Om te onderstrepen dat het hem om duurzaamheid in het dagelijks leven te doen is, heeft Massink beknopte interviews opgenomen met mensen die daar op grond van hun christelijke levensvisie ernst mee maken, onder wie een directeur van een scholengemeenschap, een melkveehouder en een leverancier van ledverlichting. Een van hen, architect Albert Luijk, zegt: „Laat je niet verlammen door de gedachte dat je een van de weinigen bent die aan duurzaamheid doen of dat de daden van individuen te weinig uitwerken. Het is een opdracht en dat vraagt gehoorzaamheid aan onze Schepper, met vreugde, want het is telkens weer een prachtige uitdaging en een goed doel.”

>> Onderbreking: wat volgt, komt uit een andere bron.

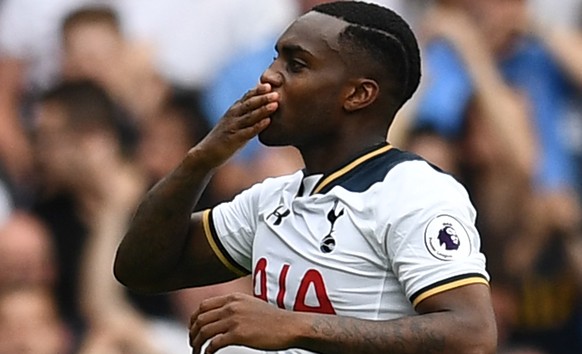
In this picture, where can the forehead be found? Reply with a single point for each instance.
(315, 33)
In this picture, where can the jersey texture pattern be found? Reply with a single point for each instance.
(370, 240)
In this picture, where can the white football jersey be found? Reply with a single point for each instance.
(370, 240)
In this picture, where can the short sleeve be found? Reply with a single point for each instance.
(444, 98)
(230, 229)
(432, 241)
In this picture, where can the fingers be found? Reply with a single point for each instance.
(258, 106)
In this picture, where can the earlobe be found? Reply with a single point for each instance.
(361, 95)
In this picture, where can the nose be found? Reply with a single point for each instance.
(272, 76)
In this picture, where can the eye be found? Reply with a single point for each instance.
(295, 65)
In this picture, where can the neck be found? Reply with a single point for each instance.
(330, 157)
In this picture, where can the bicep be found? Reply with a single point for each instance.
(199, 264)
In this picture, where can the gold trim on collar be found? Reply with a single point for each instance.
(350, 167)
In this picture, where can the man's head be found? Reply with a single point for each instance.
(73, 117)
(339, 59)
(500, 21)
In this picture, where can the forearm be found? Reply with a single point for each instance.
(158, 234)
(432, 333)
(566, 46)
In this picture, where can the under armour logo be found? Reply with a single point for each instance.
(279, 215)
(328, 242)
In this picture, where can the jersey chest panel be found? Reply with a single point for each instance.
(316, 252)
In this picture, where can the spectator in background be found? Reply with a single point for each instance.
(27, 255)
(90, 188)
(30, 323)
(29, 63)
(490, 114)
(193, 39)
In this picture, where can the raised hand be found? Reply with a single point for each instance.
(240, 319)
(245, 119)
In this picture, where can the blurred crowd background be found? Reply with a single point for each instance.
(100, 99)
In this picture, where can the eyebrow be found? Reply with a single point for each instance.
(288, 49)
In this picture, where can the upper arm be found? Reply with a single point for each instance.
(199, 264)
(470, 308)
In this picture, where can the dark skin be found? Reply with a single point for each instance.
(310, 98)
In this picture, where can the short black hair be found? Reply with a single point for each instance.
(385, 36)
(91, 14)
(88, 107)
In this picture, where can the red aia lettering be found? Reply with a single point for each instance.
(311, 279)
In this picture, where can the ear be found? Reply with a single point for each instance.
(360, 94)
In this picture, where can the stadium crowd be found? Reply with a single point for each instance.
(100, 99)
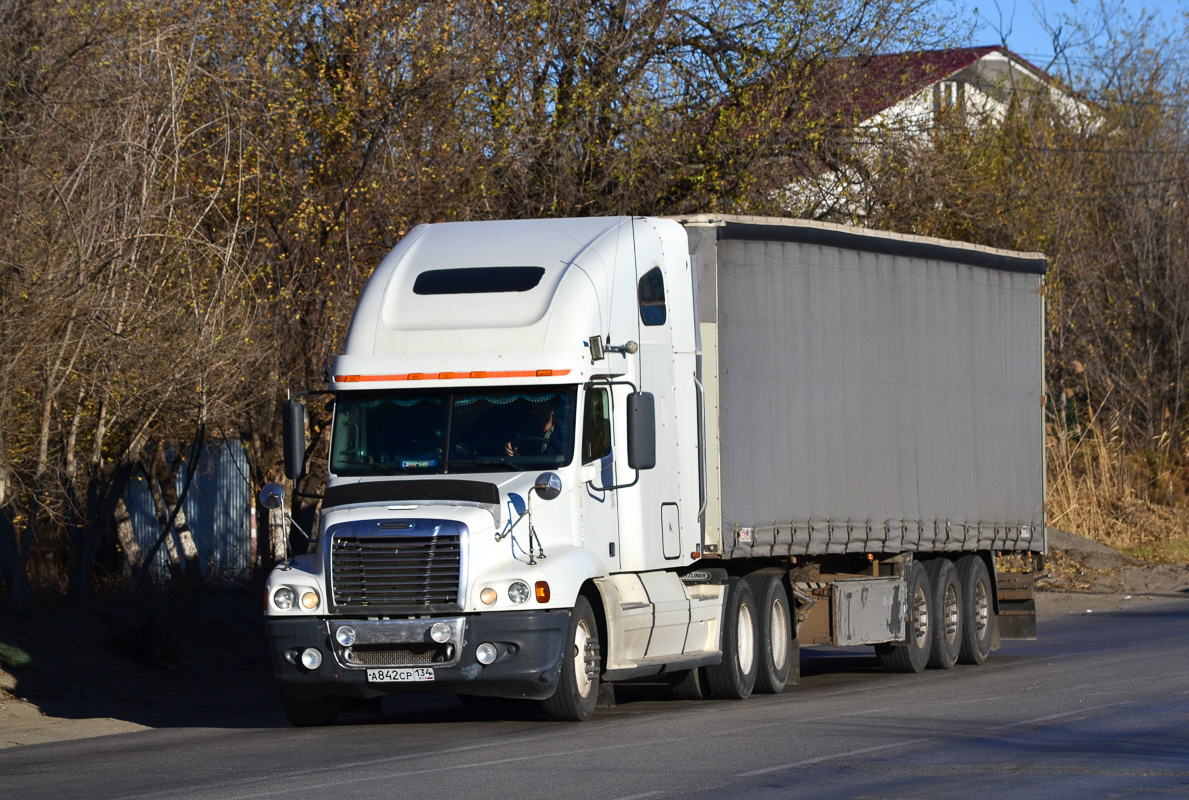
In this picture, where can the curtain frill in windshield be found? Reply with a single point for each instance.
(439, 432)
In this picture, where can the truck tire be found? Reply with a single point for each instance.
(734, 676)
(912, 655)
(943, 577)
(774, 632)
(977, 610)
(310, 712)
(577, 693)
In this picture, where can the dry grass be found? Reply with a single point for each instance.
(1134, 503)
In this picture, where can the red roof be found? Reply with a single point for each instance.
(869, 84)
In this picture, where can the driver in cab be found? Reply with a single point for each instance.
(542, 436)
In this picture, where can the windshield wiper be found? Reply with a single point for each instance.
(378, 465)
(485, 463)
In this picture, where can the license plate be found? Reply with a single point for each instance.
(400, 675)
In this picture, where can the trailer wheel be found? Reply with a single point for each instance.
(912, 655)
(948, 615)
(577, 693)
(734, 676)
(775, 636)
(310, 712)
(977, 615)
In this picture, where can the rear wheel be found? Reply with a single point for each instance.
(774, 629)
(734, 676)
(912, 655)
(977, 611)
(577, 692)
(948, 612)
(313, 711)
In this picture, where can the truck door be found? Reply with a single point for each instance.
(599, 509)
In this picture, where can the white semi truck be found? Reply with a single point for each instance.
(580, 451)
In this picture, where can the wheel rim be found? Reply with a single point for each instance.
(744, 637)
(583, 648)
(951, 613)
(981, 610)
(920, 616)
(777, 634)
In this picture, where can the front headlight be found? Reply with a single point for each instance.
(517, 592)
(283, 598)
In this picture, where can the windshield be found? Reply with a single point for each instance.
(438, 432)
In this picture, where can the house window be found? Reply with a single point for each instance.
(650, 293)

Ook Trudy Vuik wordt geïnterviewd, een ‘groene’ moeder van zeven kinderen, die kleding koopt in kringloopwinkels en bij wie de pot uitsluitend seizoensgroenten schaft. Ze gaf vorig jaar een gastles over haar duurzame levensstijl op een reformatorische school. „De leerlingen vonden mijn verhaal best wel vreemd.” Er is dus nog een wereld te winnen. Maar ze blijft opgewekt. „Misschien dat ze later nog eens op een andere manier terugkijken op deze les. Ik kan het hun niet opleggen, het is een kwestie van overtuiging.”
Massink schreef een urgent boek. De kracht van zijn betoog zit in de heldere, haast onderkoelde presentatie van veel relevante informatie. Alles staat in het kader van de oproep tot een leven in tevredenheid. „Calvinisten gelden wel als sobere matige mensen. Misschien waren ze dat ooit ook wel. Maar zijn ze dat nu nog?” De motivatie voor een matig consumptiepatroon bestaat uit het besef dat God voor ons wil zorgen. „Wie zich dat realiseert, hoeft niet meer te graaien.” Dat geldt zowel voor ”links” als voor ”rechts”. Mocht er een tweede druk komen, wat ik Massink toewens, dan moet een eindredacteur nog even kijken naar de pagina’s 10 en 13, waar een vrijwel identieke alinea staat.